Dear members, this has been in the works and we wanted to let you know. It is the Book of doctrines upon family, civil, and church government, that was signed and passed by the whole Convocation of the Church of England in 1606, with some additions by bishop Overall:
Dear members, the 1606 Convocation Book is now more or less finished and ready. It can be seen here-- http://www.anglican.net/works/john-...ent-of-catholic-church-kingdoms-of-the-world/ The work is a fascinating resource of views which predominated the classical Anglican world in 1606. There isn't an official announcement just yet because the book is so mammoth in size, that loading it may stump most computers more than 3-4 years old! Make sure you have a capable computer before trying to load this behemoth of a work! We are still trying to work out a way to load it easily and efficiently on any computer.
JonahAF, my hat's off to you. This and all the works posted on anglican.net are of the highest quality. There is nothing elsewhere on the net that compares to it. The fonts are stunning and are the best attempt at capturing the look and feel of those classical texts on a browser. I pray many of us avail ourselves of this rich resources the team has made available to us, free of charge. Bravo!

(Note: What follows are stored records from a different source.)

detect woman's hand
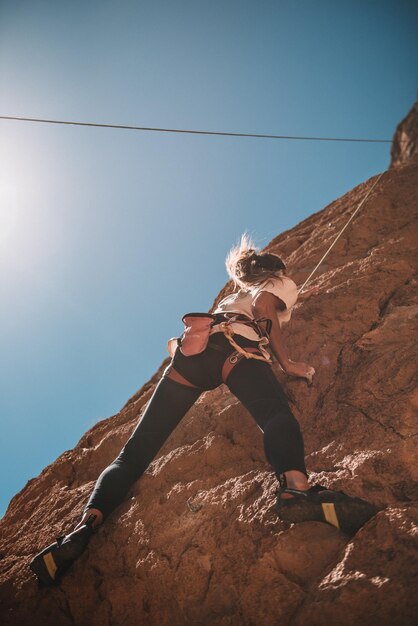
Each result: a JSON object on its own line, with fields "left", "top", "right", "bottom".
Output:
{"left": 284, "top": 360, "right": 316, "bottom": 383}
{"left": 298, "top": 285, "right": 320, "bottom": 300}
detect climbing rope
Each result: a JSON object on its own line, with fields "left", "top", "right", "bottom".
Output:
{"left": 298, "top": 171, "right": 386, "bottom": 294}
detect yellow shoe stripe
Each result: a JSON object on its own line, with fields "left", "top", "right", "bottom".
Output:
{"left": 322, "top": 503, "right": 340, "bottom": 528}
{"left": 43, "top": 552, "right": 58, "bottom": 580}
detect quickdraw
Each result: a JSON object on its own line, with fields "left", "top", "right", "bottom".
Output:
{"left": 218, "top": 320, "right": 272, "bottom": 364}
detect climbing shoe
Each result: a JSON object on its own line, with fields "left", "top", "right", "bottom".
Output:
{"left": 29, "top": 514, "right": 97, "bottom": 587}
{"left": 276, "top": 484, "right": 381, "bottom": 535}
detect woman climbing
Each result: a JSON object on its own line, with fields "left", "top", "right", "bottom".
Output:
{"left": 30, "top": 235, "right": 378, "bottom": 587}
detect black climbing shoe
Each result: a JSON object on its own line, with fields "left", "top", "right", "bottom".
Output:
{"left": 29, "top": 514, "right": 97, "bottom": 587}
{"left": 276, "top": 484, "right": 381, "bottom": 535}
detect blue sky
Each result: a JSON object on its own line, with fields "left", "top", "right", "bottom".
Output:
{"left": 0, "top": 0, "right": 417, "bottom": 518}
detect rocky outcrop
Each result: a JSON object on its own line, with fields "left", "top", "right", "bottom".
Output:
{"left": 1, "top": 152, "right": 417, "bottom": 624}
{"left": 390, "top": 99, "right": 418, "bottom": 167}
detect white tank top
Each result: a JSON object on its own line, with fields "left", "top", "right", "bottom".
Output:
{"left": 212, "top": 276, "right": 298, "bottom": 340}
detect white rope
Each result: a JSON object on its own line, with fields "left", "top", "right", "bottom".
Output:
{"left": 298, "top": 171, "right": 385, "bottom": 294}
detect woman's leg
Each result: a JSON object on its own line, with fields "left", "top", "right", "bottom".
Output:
{"left": 226, "top": 358, "right": 308, "bottom": 485}
{"left": 29, "top": 376, "right": 201, "bottom": 587}
{"left": 81, "top": 376, "right": 201, "bottom": 524}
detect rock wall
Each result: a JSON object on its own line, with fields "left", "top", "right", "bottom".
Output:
{"left": 390, "top": 99, "right": 418, "bottom": 168}
{"left": 1, "top": 158, "right": 417, "bottom": 624}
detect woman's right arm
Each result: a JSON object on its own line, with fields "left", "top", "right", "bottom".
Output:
{"left": 252, "top": 291, "right": 315, "bottom": 382}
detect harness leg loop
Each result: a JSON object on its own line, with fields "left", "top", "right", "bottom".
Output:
{"left": 164, "top": 366, "right": 200, "bottom": 389}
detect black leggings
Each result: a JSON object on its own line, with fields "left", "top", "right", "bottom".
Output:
{"left": 84, "top": 333, "right": 307, "bottom": 519}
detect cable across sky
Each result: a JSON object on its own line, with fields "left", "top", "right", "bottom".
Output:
{"left": 0, "top": 115, "right": 393, "bottom": 143}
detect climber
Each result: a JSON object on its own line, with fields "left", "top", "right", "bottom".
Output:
{"left": 29, "top": 234, "right": 378, "bottom": 587}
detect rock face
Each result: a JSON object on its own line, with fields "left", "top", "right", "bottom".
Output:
{"left": 1, "top": 155, "right": 418, "bottom": 625}
{"left": 390, "top": 99, "right": 418, "bottom": 168}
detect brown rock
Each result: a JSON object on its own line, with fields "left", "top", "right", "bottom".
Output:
{"left": 390, "top": 99, "right": 418, "bottom": 168}
{"left": 292, "top": 505, "right": 418, "bottom": 626}
{"left": 1, "top": 145, "right": 417, "bottom": 624}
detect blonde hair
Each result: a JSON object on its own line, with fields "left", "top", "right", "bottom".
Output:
{"left": 226, "top": 234, "right": 286, "bottom": 289}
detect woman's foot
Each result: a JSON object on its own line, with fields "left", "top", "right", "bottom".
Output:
{"left": 29, "top": 513, "right": 100, "bottom": 587}
{"left": 276, "top": 485, "right": 381, "bottom": 535}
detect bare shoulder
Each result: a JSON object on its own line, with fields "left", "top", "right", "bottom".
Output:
{"left": 252, "top": 290, "right": 286, "bottom": 315}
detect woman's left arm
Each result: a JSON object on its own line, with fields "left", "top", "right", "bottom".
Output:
{"left": 297, "top": 285, "right": 320, "bottom": 300}
{"left": 252, "top": 291, "right": 315, "bottom": 382}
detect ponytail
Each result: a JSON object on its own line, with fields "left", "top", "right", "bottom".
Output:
{"left": 226, "top": 234, "right": 286, "bottom": 289}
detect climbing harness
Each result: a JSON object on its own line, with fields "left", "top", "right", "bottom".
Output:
{"left": 164, "top": 342, "right": 267, "bottom": 389}
{"left": 220, "top": 345, "right": 269, "bottom": 383}
{"left": 163, "top": 365, "right": 199, "bottom": 389}
{"left": 168, "top": 312, "right": 272, "bottom": 362}
{"left": 165, "top": 312, "right": 273, "bottom": 389}
{"left": 298, "top": 171, "right": 385, "bottom": 294}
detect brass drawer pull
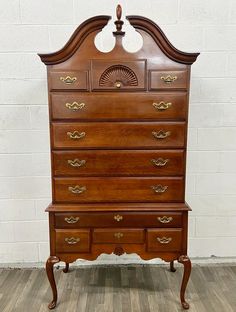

Hello everyone! We would like to announce that an exciting Anglican classic has been in the works, and is soon to be uploaded: the legendary commentary on the Anglican liturgy written by Anthony Sparrow Lord Bishop of Exon in the 1600s. It has taken us nearly two years to complete! but now the end seems near at hand. The original cover from the seventeeth century:
Dear members--- We have a new and exciting book project to announce. Our storehouse of works from the reign of Queen Elizabeth, one of the great periods in Church history, is expanding by republishing one of the principal Ecclesiastical works of the Elizabethan period, Thomas Bilson's Perpetual Government of Christ's Church published in 1593 to state the Anglican position on the Church in contradistinction to some dissenters then troubling the Church with schisms and newfound doctrines. "From schoolmaster of Winchester he became warden; and having been infinitely studious and industrious in poetry, in philosophy, in physic, and lastly (which his genius chiefly called him) in divinity, he became so complete for skill in languages, for readiness in the fathers, for judgment to make use of his readings, that he was found no longer a soldier, but a commander-in-chief in our spiritual warfare," -writes the antiquarian John Harrington. "... Especially when he became a bishop, and carried prelature in his very aspect." -adds the chronicler Anthony Wood.
Can I just say that, though I am late to the game, with what beauty these texts have been transcribed? I love, love, love, the elegance and care taken with these texts. You do not see this anymore!
I looked up Anglo-Catholicism on google shopping and found no books. But you do have a lot of people here willing to give you an introduction to Anglo-Catholicism
We thank you @Cameron. As the Scriptures say, our people die from a lack of knowledge, ergo, let us step into the breach once more, and remedy what needed to be remedied.
Much appreciated. Thank you! I am quite proud of the latest work we have put up, which is Henry Scougal's The Life of God in the Soul of Man. We brought it online because I felt we had an over-representation of books in the realm of dogmatic theology, whereas most average people would benefit from the spiritual classics and timeless literature on holiness and virtue for which Anglicanism has been so well known across the centuries. Scougal is first, and we may bring on Richard Allestree's Whole Duty of Man, Jeremy Taylor's Holy Living and Cases of Conscience, and even the work referenced at the end of Scougal, namely, An Account of the Beginnings and Advances of a Spiritual Life. Merry Christmas everybody!